Department of Computer Science, ETH Zurich, Zurich, Switzerland.
Biomedical Informatics Research, University Hospital Zurich, Zurich, Switzerland.
Bioinformatics. 2019 Feb 1;35(3):407-414. doi: 10.1093/bioinformatics/bty632.
Technological advancements in high-throughput DNA sequencing have led to an exponential growth of sequencing data being produced and stored as a byproduct of biomedical research. Despite its public availability, a majority of this data remains hard to query for the research community due to a lack of efficient data representation and indexing solutions. One of the available techniques to represent read data is a condensed form as an assembly graph. Such a representation contains all sequence information but does not store contextual information and metadata.
We present two new approaches for a compressed representation of a graph coloring: a lossless compression scheme based on a novel application of wavelet tries as well as a highly accurate lossy compression based on a set of Bloom filters. Both strategies retain a coloring even when adding to the underlying graph topology. We present construction and merge procedures for both methods and evaluate their performance on a wide range of different datasets. By dropping the requirement of a fully lossless compression and using the topological information of the underlying graph, we can reduce memory requirements by up to three orders of magnitude. Representing individual colors as independently stored modules, our approaches can be efficiently parallelized and provide strategies for dynamic use. These properties allow for an easy upscaling to the problem sizes common to the biomedical domain.
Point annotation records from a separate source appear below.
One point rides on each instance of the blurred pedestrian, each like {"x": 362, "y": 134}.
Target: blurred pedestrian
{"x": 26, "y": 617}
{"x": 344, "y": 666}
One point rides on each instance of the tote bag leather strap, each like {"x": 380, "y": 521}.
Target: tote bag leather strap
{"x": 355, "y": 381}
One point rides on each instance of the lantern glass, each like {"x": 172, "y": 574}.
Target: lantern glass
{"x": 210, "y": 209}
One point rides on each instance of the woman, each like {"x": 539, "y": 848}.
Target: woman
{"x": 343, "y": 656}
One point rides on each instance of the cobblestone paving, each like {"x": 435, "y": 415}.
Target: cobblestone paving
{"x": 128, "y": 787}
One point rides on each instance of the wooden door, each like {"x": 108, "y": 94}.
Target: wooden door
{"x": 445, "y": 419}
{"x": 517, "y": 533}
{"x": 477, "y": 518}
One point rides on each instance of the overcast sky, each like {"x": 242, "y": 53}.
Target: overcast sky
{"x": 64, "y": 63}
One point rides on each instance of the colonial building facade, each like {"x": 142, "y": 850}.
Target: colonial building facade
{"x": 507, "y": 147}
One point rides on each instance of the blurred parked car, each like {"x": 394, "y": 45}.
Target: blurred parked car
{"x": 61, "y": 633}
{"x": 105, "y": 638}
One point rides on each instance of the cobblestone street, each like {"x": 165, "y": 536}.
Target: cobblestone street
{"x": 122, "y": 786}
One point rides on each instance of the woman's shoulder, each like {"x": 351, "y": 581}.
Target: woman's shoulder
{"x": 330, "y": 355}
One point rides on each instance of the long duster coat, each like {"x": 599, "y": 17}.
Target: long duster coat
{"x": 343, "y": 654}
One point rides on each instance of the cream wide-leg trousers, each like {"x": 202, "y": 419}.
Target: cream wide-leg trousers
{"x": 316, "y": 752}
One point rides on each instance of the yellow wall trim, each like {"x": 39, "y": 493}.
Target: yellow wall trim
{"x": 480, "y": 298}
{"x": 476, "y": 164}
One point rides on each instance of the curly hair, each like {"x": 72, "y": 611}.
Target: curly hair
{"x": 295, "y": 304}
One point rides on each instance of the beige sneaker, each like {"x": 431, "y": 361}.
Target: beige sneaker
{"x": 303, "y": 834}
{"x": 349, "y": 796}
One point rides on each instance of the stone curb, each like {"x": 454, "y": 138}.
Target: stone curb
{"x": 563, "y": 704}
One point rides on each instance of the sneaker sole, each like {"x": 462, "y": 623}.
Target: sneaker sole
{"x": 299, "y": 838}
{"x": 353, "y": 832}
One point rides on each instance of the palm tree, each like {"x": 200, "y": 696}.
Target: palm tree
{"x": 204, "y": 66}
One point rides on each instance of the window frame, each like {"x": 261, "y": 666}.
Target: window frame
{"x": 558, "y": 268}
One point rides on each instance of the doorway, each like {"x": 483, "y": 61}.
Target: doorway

We provide prototype implementations in C++, summaries of our experiments as well as links to all datasets publicly at https://github.com/ratschlab/graph_annotation.
Supplementary data are available at Bioinformatics online.
高通量 DNA 测序技术的进步导致了测序数据的指数级增长,并作为生物医学研究的副产品被存储。尽管这些数据是公开的,但由于缺乏有效的数据表示和索引解决方案,大多数数据仍然难以被研究界查询。表示读取数据的一种可用技术是将其压缩为组装图的形式。这种表示形式包含所有序列信息,但不存储上下文信息和元数据。
我们提出了两种新的图形着色压缩表示方法:一种是基于小波尝试的新颖应用的无损压缩方案,另一种是基于一组布隆过滤器的高度精确的有损压缩方案。这两种策略都能在添加底层图形拓扑结构的情况下保留颜色。我们提出了这两种方法的构建和合并过程,并在广泛的不同数据集上评估了它们的性能。通过放弃完全无损压缩的要求并使用底层图形的拓扑信息,我们可以将内存需求减少三个数量级。通过将单个颜色表示为独立存储的模块,我们的方法可以有效地并行化,并提供动态使用的策略。这些特性允许轻松扩展到生物医学领域常见的问题规模。
我们在 C++中提供了原型实现,实验摘要以及所有数据集的链接都可以在 https://github.com/ratschlab/graph_annotation 上公开获取。
补充数据可在《生物信息学》在线获取。